AVVENIRE: BOFFO, MIA VITA VIOLENTATA DA ATTACCO SMISURATO
(ASCA) – Roma, 3 set – ”Eminenza Reverendissima. Da sette giorni la mia persona e’ al centro di una bufera di proporzioni gigantesche che ha invaso giornali, televisioni, radio, web, e che non accenna a smorzarsi, anzi. La mia vita e quella della mia famiglia, le mie redazioni, sono state violentate con una volonta’ dissacratoria che non immaginavo potesse esistere”. Sono queste le prime frasi della lunga lettera del direttore di ”Avvenire”, Dino Boffo indirizzata al presidente della Cei, card. Angelo Bagnasco con le quali ha annunciato le sue dimissioni dalle testate cattoliche. Nella lettera Boffo parla di ”attacco smisurato, capzioso, irritualmente feroce sferrato contro di me dal quotidiano ‘Il Giornale’ guidato da Feltri e Sallusti, e subito spalleggiato da ‘Libero’ e dal ‘Tempo”’. Attacco che, per Boffo, ”non ha alcuna plausibile, ragionevole, civile motivazione: un opaco blocco di potere laicista si e’ mosso contro chi il potere, come loro lo intendono, non ce l’ha oggi e non l’avra’ domani”.

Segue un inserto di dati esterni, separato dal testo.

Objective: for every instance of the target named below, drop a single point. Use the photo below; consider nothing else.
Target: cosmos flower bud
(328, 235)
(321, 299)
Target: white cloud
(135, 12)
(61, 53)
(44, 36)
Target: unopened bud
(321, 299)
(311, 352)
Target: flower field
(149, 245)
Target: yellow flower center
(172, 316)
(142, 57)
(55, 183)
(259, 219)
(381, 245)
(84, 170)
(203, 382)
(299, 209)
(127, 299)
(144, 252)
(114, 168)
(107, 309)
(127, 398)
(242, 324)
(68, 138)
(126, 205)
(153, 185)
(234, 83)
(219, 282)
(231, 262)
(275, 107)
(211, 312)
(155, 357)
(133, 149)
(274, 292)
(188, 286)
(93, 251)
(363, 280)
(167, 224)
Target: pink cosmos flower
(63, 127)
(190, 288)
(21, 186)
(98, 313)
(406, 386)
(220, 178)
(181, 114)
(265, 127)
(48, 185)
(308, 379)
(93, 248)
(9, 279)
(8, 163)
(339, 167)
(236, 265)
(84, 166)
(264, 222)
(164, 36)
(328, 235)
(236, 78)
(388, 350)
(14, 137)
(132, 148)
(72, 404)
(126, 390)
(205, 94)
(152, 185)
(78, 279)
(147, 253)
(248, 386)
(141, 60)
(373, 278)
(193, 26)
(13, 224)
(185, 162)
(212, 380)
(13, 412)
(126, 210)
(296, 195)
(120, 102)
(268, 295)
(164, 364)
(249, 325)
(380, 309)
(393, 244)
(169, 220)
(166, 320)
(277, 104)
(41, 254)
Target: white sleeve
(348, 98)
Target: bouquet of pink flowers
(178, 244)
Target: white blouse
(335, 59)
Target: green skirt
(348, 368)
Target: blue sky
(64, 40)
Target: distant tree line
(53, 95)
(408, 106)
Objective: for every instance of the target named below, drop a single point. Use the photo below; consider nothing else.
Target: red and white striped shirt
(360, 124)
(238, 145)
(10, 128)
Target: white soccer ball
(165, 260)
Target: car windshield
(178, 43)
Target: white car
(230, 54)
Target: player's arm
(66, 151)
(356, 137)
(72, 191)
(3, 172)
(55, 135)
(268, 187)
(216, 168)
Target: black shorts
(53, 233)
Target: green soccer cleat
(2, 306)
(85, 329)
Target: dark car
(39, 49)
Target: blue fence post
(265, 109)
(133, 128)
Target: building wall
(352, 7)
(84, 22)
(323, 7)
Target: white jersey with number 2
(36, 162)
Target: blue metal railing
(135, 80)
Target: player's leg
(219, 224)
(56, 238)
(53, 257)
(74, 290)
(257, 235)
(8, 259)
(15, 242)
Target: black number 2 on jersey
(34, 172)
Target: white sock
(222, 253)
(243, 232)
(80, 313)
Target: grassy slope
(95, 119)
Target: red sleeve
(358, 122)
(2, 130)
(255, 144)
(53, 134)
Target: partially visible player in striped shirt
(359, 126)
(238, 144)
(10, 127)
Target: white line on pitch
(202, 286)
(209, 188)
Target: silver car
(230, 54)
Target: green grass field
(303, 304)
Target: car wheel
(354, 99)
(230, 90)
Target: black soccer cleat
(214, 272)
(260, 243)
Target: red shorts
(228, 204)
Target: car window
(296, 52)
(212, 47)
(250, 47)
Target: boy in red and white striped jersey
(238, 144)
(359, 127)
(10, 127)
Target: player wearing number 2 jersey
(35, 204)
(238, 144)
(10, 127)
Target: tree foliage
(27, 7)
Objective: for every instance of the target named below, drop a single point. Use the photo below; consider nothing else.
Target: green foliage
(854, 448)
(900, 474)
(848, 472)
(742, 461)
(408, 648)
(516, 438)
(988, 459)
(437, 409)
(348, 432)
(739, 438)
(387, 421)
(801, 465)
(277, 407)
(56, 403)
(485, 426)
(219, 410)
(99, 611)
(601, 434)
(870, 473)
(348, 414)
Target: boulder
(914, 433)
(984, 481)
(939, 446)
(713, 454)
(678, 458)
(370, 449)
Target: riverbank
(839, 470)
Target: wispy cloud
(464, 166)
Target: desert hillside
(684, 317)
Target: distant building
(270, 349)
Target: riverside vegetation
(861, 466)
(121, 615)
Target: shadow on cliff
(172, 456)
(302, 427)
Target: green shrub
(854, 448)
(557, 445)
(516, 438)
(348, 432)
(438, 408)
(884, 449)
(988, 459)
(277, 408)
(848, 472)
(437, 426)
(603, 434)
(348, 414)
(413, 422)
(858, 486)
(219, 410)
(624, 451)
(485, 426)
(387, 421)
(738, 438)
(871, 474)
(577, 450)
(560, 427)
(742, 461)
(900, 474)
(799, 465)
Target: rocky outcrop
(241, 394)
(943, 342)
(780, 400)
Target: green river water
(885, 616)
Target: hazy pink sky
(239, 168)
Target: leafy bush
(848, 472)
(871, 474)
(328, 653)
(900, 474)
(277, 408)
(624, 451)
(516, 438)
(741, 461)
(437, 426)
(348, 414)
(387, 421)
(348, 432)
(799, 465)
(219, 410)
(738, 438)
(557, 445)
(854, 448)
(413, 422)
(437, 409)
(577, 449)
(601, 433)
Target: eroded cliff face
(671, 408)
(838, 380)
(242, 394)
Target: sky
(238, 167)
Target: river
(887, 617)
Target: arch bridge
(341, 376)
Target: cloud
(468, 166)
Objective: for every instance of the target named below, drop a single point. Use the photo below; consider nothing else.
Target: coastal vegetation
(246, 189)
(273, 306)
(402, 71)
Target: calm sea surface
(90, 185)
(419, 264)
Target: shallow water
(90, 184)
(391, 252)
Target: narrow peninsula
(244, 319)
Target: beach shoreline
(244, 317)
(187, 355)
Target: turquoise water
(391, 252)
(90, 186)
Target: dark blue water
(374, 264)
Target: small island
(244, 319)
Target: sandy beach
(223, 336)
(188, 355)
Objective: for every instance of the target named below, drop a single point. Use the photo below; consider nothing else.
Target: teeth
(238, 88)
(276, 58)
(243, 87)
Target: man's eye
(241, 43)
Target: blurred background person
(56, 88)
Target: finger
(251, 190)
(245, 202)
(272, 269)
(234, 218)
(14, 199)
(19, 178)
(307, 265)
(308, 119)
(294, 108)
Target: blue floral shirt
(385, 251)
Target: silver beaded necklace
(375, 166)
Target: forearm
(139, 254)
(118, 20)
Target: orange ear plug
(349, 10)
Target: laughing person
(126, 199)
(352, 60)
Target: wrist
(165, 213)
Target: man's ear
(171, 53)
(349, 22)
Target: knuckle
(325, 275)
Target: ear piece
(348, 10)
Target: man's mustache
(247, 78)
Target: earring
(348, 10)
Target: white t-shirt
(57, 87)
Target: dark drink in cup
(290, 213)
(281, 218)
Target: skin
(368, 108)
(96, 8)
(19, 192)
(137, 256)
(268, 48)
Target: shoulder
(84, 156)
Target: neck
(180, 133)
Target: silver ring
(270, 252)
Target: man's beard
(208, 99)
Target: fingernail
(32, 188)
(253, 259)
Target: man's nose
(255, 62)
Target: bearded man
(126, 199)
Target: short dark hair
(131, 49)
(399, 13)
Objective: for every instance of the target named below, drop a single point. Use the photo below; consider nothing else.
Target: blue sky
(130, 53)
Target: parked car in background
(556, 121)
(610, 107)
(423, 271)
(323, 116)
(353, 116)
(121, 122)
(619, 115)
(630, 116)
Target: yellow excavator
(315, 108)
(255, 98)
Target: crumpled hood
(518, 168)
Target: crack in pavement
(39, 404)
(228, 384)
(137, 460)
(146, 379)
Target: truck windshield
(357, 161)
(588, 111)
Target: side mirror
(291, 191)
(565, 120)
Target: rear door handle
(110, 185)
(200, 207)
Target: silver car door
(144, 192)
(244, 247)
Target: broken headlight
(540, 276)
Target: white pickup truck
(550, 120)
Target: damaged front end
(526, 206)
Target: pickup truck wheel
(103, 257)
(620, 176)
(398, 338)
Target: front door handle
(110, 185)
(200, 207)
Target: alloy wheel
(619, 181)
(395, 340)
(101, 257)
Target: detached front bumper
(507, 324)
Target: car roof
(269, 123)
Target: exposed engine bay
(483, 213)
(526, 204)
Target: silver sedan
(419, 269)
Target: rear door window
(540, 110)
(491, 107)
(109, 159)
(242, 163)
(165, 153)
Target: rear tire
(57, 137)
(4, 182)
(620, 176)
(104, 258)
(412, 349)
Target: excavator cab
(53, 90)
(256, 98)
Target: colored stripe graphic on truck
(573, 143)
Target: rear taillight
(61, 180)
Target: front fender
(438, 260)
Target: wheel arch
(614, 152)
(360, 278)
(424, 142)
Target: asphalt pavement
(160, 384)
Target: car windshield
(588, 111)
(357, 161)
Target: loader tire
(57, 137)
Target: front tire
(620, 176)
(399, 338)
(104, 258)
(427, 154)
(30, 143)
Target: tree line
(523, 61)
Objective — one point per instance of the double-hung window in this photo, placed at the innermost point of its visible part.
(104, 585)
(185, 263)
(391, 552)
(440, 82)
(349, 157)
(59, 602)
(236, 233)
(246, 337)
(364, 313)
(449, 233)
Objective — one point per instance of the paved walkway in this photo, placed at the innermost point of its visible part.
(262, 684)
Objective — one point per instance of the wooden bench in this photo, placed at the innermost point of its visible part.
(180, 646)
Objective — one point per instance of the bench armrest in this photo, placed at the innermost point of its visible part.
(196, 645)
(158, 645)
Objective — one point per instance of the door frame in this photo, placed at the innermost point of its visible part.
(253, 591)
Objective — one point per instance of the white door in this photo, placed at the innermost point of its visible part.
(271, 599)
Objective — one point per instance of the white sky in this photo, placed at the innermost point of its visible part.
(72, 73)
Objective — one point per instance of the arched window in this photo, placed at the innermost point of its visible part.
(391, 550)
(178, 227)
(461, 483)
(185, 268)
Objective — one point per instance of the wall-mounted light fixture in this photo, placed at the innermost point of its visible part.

03-09-2009   14:32         [Politica]
AVVENIRE: BOFFO, MIA VITA VIOLENTATA DA ATTACCO SMISURATO (2)
(ASCA) – Roma, 3 set – ”Qualcuno, un giorno – prosegue la lettera -, dovra’ pur spiegare perche’ ad un quotidiano – ‘Avvenire’ – che ha fatto dell’autonomia culturale e politica la propria divisa, che ha sempre riservato alle istituzioni civili l’atteggiamento di dialogo e di attenta verifica che e’ loro dovuto, che ha doverosamente cercato di onorare i diritti di tutti e sempre rispettato il responso elettorale espresso dai cittadini, non mettendo in campo mai pregiudizi negativi, neppure nei confronti dei governi presieduti dall’onorevole Berlusconi, dovra’ spiegare – dicevo – perche’ a un libero cronista, e’ stato riservato questo inaudito trattamento”. ”Domando – prosegue l’ex-direttore di Avvenire – se si fa cosi’ con i giornalisti indipendenti, onesti, e per quanto possibile – nella dialettica del giudizio – collaborativi, quale futuro di liberta’ e di responsabilita’ ci potra’ mai essere per la nostra informazione? Quando si andranno a rileggere i due editoriali firmati da due miei colleghi, il ‘pro’ e ‘contro’ di altri due di essi, e le mie tre risposte ad altrettante lettere che ‘Avvenire’ ha dedicato durante l’estate alle vicende personali di Silvio Berlusconi, apparira’ ancora piu’ chiaramente l’irragionevolezza e l’autolesionismo di questo attacco sconsiderato e barbarico”.